However, the effectiveness of microbial systems has only been demonstrated at large scale for a limited number of applications, such as conversion of corn-derived sugar to the fuel additive ethanol. To succeed in the marketplace, microbial systems must offer more flexibility with respect to the feedstock they consume as well as the biochemicals they produce.
Industrial waste gases rich in CO and CO2 represent an abundant and cheap source of carbon for upgrading to more valuable chemicals. Over the past decade, gas fermentation with CO2-consuming (acetogenic) bacteria has been shown to be a promising technology for large-scale conversion of such waste gases to ethanol. However, gas conversion to more valuable chemical products is considerably more challenging.
The goal of this project is to develop the gas fermentation process simulation and optimization technology necessary to advance microbial systems for large-scale production of platform chemicals, the building blocks of a wide range of chemical products. The proposed research will significantly advance a novel microbial paradigm for conversion of cheap waste gases into value-added products by focusing on critical process systems engineering challenges.

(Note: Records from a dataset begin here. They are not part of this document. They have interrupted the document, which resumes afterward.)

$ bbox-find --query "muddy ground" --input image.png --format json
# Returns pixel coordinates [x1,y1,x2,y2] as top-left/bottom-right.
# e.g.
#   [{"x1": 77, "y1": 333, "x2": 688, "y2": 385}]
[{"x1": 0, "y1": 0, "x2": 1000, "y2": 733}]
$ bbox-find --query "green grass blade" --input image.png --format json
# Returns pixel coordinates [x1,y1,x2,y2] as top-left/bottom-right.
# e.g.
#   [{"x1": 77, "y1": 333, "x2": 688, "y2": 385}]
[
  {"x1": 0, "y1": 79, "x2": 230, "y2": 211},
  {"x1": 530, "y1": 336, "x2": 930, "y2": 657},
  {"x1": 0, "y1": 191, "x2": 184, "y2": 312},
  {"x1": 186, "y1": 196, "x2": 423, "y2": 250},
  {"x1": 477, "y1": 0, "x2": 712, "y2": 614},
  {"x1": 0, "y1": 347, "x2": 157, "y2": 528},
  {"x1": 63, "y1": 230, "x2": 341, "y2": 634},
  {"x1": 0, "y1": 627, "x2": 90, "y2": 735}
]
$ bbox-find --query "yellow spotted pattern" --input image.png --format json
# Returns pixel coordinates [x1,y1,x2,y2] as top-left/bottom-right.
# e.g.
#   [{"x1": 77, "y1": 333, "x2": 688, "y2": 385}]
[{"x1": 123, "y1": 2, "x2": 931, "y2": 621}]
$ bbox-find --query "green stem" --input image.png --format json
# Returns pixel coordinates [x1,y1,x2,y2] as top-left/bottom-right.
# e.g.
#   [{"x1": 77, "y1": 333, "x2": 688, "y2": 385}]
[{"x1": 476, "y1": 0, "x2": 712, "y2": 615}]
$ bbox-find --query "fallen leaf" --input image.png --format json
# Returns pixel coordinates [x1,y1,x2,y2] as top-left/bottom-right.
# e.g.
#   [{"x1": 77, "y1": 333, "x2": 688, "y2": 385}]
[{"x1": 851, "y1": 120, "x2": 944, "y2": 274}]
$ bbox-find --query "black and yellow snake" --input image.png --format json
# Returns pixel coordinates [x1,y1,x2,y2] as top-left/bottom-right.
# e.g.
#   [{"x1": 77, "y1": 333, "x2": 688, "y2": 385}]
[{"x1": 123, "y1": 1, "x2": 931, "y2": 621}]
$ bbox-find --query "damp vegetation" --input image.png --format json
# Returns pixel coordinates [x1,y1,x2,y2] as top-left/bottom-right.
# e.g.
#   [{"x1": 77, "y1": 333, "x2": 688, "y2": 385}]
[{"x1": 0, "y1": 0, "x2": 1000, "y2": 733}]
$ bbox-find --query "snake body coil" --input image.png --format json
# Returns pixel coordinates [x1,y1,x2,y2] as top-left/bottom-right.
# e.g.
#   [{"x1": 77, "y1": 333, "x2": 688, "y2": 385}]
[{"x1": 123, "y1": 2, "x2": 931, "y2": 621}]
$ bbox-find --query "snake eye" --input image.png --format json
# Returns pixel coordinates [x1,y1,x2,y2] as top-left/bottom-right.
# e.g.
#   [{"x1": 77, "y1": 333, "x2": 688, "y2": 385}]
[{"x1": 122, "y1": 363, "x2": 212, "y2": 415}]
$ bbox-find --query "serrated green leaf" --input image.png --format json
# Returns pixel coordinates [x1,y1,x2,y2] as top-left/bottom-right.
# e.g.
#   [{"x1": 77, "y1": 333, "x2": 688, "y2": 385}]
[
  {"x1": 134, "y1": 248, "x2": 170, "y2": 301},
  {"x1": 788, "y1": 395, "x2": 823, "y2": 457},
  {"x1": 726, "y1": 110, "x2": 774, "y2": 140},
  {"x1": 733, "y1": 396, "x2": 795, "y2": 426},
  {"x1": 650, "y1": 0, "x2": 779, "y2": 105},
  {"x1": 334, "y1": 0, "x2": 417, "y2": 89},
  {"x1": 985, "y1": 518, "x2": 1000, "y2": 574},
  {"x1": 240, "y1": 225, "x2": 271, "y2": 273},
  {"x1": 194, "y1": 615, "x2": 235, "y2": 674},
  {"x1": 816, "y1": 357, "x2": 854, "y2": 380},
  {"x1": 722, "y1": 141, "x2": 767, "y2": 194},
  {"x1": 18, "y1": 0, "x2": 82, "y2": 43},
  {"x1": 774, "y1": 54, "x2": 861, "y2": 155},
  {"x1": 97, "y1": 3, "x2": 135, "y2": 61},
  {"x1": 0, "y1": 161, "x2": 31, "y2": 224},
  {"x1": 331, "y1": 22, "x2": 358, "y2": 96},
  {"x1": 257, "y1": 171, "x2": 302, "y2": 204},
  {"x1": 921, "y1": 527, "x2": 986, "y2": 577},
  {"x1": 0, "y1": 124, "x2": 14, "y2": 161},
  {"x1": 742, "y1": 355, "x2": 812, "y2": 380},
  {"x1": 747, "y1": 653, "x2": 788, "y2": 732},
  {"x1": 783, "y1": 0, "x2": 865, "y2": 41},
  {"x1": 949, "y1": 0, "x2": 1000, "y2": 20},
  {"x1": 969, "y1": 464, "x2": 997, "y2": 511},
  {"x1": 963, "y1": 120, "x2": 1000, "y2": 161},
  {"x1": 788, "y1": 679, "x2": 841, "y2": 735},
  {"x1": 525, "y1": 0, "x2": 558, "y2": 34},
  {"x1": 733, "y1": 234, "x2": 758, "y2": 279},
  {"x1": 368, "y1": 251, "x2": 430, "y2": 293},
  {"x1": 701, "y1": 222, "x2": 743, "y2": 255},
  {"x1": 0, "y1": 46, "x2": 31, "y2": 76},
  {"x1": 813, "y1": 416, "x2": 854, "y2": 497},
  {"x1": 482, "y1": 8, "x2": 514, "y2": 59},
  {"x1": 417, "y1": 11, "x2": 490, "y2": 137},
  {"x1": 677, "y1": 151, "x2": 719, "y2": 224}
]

The research team will recruit women and URM students into the project through the NSF-sponsored Northeast Alliance in Minority and Graduate Education and the Professoriate program at UMass.
Large-scale gas fermentation requires specialized bubble column reactor technologies and sophisticated operating strategies to maintain desirable multiphase hydrodynamics, achieve high gas-liquid mass transfer rates, minimize the inhibitory effects of dissolved gases and synthesized byproducts on cellular growth, achieve high cell densities, and ensure high volumetric productivity over a range of feed conditions. While bubble column reactors have been extensively investigated for CO fermentation, studies have been limited to acetogen monocultures and existing process engineering challenges have received very little attention.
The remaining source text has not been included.